To cover many of the aforementioned research limitations, we have introduced the UUXCAT model for VIP evaluation. Clearly, there is a continued need to identify methods for capturing those additional contexts and factors that are likely to be important to VIPs and their caretakers. Some of these contexts were mentioned by participants in this study; Pohjolainen (2020) has provided our questionnaire based on these contexts. However, the major limitation of our expanded model is that it has not been validated through testing. In future work, therefore, more modules and factors could also be validated and integrated into the evaluation model.

At the time of writing, there are at least three main areas that should be addressed in future work with the system in development: (a) conducting a test with a 5G network; (b) testing the system with two caretakers, where a secondary caretaker acts as a mentor in situations that are unfamiliar to the primary caretaker; and (c) automating and delegating part of the guidance using AI support or prerecorded voice-based commands. The 5G network tests are critical to assess the performance of the system in crowded spaces, especially during turns. In addition, our usability testing revealed that different participants have varying preferences about the position of the vibrators and the time and frequency of command vibrations. In an updated prototype of the system, these aspects can be adjustable so users can tailor them to their own preferences. Finally, the evaluation model and the added contexts should be validated with a field experiment.

9 Conclusions

This paper has outlined the development of a specialized teleguidance-based navigation assistance system and the results of a field experiment conducted with 11 VIPs and one remote sighted caretaker. In the experiment, the VIP sent a live video feed of their field-of-view to the remote caretaker’s terminal via a smartphone camera attached to their chest. The caretaker used this video feed to guide the VIP through different indoor and outdoor navigation scenarios using a combination of haptic and voice-based communication. Haptic-based and voice-based commands were used as the primary and secondary means of communication, respectively. The haptic feedback was provided through vibrating actuators installed in the grip of a Smart Cane.

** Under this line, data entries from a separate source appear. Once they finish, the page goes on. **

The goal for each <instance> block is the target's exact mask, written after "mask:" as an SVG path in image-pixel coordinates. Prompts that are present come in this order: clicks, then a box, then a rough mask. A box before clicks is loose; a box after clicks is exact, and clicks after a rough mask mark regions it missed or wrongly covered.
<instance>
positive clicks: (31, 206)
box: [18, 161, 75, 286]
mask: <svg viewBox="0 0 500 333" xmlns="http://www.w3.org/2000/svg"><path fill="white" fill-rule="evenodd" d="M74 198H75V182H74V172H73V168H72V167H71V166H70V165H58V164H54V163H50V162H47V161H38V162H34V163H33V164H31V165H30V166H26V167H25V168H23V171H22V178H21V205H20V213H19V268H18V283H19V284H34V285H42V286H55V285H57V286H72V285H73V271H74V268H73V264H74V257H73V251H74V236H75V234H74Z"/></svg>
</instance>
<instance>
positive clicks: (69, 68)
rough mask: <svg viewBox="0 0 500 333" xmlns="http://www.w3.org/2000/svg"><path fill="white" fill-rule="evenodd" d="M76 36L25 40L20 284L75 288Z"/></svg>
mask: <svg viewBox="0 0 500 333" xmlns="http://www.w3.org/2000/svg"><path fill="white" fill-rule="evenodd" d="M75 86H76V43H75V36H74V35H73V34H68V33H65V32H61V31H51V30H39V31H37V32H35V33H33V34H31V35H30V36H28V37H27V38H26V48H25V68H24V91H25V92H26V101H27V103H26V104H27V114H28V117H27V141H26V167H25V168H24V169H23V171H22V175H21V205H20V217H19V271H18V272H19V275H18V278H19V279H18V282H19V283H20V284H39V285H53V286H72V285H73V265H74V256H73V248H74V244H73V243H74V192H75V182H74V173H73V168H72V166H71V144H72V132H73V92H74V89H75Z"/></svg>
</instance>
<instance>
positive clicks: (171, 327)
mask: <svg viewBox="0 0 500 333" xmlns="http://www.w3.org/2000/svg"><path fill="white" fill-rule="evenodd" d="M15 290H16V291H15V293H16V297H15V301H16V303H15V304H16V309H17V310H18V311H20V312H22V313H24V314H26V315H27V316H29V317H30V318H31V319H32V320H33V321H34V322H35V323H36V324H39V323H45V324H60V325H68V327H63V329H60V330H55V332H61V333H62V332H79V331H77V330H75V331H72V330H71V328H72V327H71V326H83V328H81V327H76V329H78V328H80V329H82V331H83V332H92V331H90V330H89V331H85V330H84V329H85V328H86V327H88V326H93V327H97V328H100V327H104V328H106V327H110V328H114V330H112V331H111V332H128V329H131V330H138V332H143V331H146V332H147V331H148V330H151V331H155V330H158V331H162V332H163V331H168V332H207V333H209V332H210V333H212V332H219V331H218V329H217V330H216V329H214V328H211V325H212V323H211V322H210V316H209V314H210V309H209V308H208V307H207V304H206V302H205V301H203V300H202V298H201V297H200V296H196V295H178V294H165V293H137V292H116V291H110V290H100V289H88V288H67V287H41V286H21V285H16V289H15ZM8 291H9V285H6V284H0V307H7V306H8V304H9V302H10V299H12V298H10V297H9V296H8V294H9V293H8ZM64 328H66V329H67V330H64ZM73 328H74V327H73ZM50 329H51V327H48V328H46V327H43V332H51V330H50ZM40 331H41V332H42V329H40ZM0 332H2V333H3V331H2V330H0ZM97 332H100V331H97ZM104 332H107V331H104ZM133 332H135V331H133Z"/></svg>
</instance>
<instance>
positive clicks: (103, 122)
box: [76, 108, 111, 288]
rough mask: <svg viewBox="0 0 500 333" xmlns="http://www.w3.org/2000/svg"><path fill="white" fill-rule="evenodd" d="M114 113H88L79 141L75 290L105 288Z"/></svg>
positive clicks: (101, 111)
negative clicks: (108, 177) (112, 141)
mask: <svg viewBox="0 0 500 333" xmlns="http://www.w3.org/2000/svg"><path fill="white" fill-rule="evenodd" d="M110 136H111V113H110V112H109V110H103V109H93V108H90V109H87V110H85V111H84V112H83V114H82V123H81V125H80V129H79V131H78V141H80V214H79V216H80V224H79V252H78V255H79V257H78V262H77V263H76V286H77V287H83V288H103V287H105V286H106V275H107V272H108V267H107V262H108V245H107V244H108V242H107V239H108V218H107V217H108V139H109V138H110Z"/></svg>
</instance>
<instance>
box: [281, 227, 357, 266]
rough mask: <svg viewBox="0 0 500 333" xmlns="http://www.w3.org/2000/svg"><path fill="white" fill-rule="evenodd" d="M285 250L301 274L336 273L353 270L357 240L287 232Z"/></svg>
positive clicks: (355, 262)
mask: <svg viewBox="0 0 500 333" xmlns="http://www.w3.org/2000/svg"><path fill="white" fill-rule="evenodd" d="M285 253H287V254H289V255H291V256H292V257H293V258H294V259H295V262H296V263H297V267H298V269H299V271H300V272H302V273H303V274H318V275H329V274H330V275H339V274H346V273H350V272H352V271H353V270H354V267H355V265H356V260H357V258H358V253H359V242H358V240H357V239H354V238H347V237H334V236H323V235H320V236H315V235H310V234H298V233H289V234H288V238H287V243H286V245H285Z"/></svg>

Two alternative haptic methods for directional guidance were tested: twin vibrating actuators and a single vibrating actuator.

Overall, feedback from the participants was positive about the proposed navigation assistance system. According to our findings, it seems that blind participants preferred vibrational guidance with twin actuators, while partially blind participants preferred the single actuator method. Familiarity with cane use and age were also found to be important factors in the choice of haptic methods by both blind and visually impaired user groups. Young adults (up to the age of 24) preferred twin actuators despite their visual acuity level, while blind adults aged 29 and above who were unfamiliar with the white cane preferred a single actuator. Our findings show that VIPs are positive about the navigation assistance offered by the system, but that they also have different preferences. Moreover, the smartphone camera provided adequate field of view for remote navigation assistance, but camera position and angle are important to consider in future development.

This paper contributes to the understanding of the user experiences achievable for blind and visually impaired people with this type of navigation assistance. Though meCue 2.0 was successfully used in this study, we emphasize that more studies are needed in different circumstances and more participants to confirm our preliminary findings. In addition, this paper introduces the expanded evaluation model (UUXCAT), which was developed in preparation for further experiments with the system, but ultimately could not be implemented because of the COVID-19 pandemic. The UUXCAT model includes usability and UX methods to study cooperative navigation assistance systems involving VIPs and their caretakers. It also introduces several new contexts related to VIP users that were previously missing from the standardized usability and UX questionnaires.